Security forces attend workshop to boost women’s role in building lasting peace in the Bangsamoro Autonomous Region in Muslim Mindanao
Date: Thursday, June 17, 2021
Author: Carol Dawonlay vda Bello
Bangsamoro, Philippines — Government security forces attended a workshop alongside Moro Islamic Liberation Front (MILF) members this month, to explore how best to support women’s participation in conflict resolution and peace building in the newly autonomous region of Bangsamoro.
The event was held 6-8 April 2021 in General Santos City, located on the island of Mindanao in southern Philippines, to develop shared local measures to advance the Regional Action Plan on Women, Peace and Security launched in November by the Bangsamoro Women Commission, who organized the workshop jointly with UN Women.
“As police officers we learned about gender-based violence,” said Police Major R.A Kuntong, of the Maguindanao Police Provincial Office, “also about gender-responsive mechanisms and policies that address women’s problems, especially women caught amid conflict.”
The women of Mindanao have suffered disproportionality from the civil conflict that ran in the majority-Muslim region from the 1970s until the Bangsamoro Autonomous Region in Muslim Mindanao (BARMM) was formed in early 2019. Women and girls need targeted support in facing the aftermath of the conflict, as well as ongoing threats to their rights and safety. But they also have proven to play a particularly effective role in healing the region and building lasting peace.
The security-sector actors identified key challenges in this regard, including ongoing security issues associated both with rido (clans or family feuds), political armed groups and violent extremism, noting that violent extremist organisations were operating in the region. Critical issues further impacting women and girls were also discussed, namely trafficking in women and girls, and child, early and forced marriage.
The Regional Action Plan of the Bangsamoro Women Commission prioritizes women’s participation in building peace, notably in policy and decision-making, as well as the protection of women and their communities from violence, among other things. The Commission is leading a series of consultative planning processes involving several stakeholders in the BARMM to clinch commitments on the agenda of women, peace and security. The localization process is being supported by the United Nations Peacebuilding Fund, jointly implemented by UN WOMEN, IOM and UNFPA.
The local action plans developed in the workshop are based on lessons learned and good practices from previous provincial localization efforts in Maguindanao, Lanao del Sur, Basilan, Sulu and Tawi-Tawi.
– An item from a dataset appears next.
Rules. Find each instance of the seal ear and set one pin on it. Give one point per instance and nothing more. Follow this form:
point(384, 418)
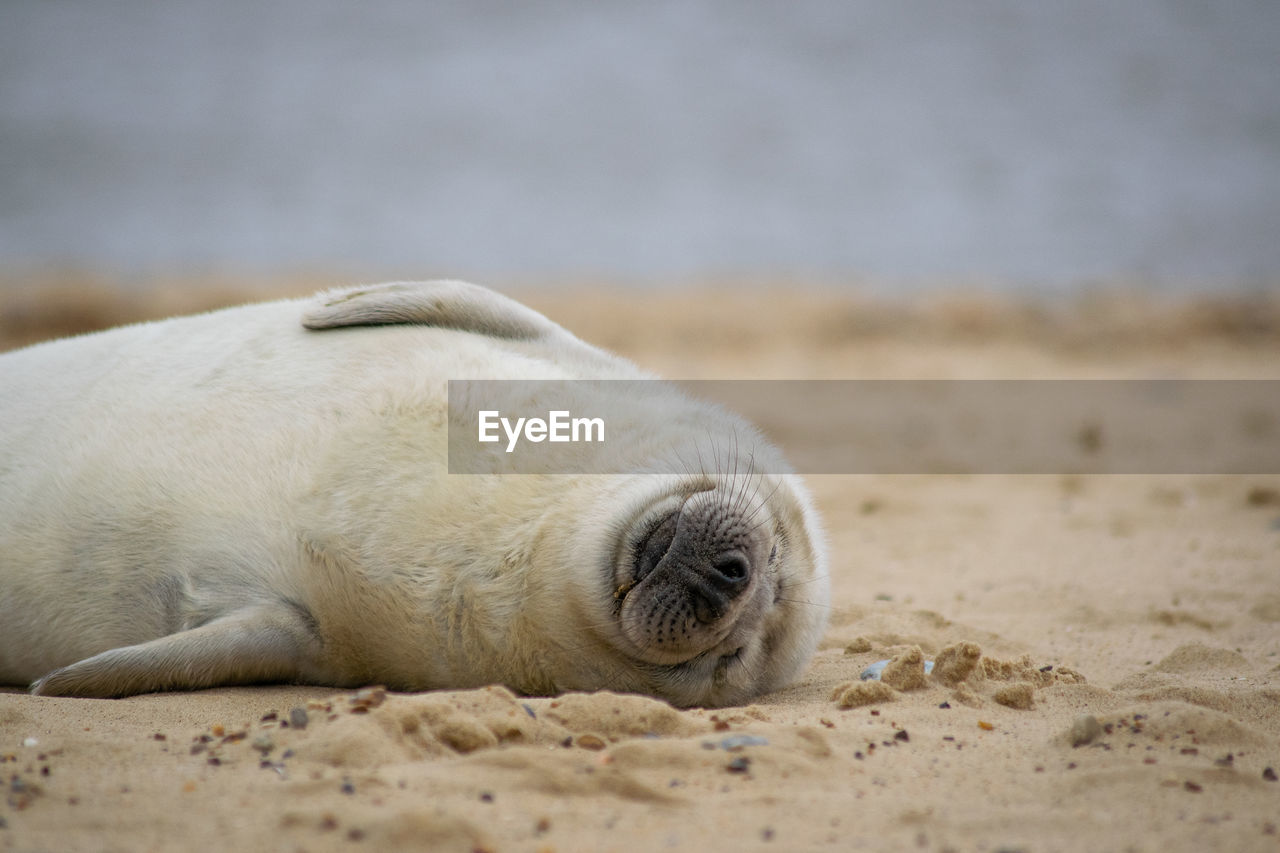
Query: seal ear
point(444, 304)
“I hope [the outcomes] will strengthen the [local] action plans to address the violent extremism-related crime surge, to build community resilience amid armed conflict, and to implement strategic activities to achieve women, peace and security goals,” said Helen Rojas, chief of staff to the chair of the Bangsamoro Women Commission.
The plans call for the recruitment of more women cadets, the Barangay Peacekeeping Action Team, and the Bangsamoro Islamic Women’s Brigade. They also call for more women in leadership positions, notably in police community relations and investigation teams; and for more women from diverse backgrounds to be deployed in community patrols.
Making the security sector more gender-responsive will make it more effective overall. Mechanisms suggested during the workshop included: establishing gender-based early warning response teams; improving the investigation and management of gender-based violence cases; setting up a women’s desk in evacuation camps to address the security needs of displaced women and girls; and organizing training in gender-sensitive conflict resolution.
The Philippines has committed to several relevant international legal frameworks. These include the Women, Peace and Security agenda initiated in 2000 by the UN Security Council resolution 1325, the Convention on the Elimination of All Forms of Discrimination Against Women (CEDAW) adopted by the United Nations in 1979, and the CEDAW General Recommendation 30. The country transposed CEDAW at the national level in 2009 with its own Republic Act 9710, more widely known as Magna Carta of Women.
At the workshop’s close, Gaelle Demolis, acting officer in charge of UN Women for the Philippines, said she was “inspired and humbled by the security sector women and men and their commitment to the WPS agenda.” “Every day they provide locally relevant and concrete solutions to build a peaceful and just BARMM,” she said.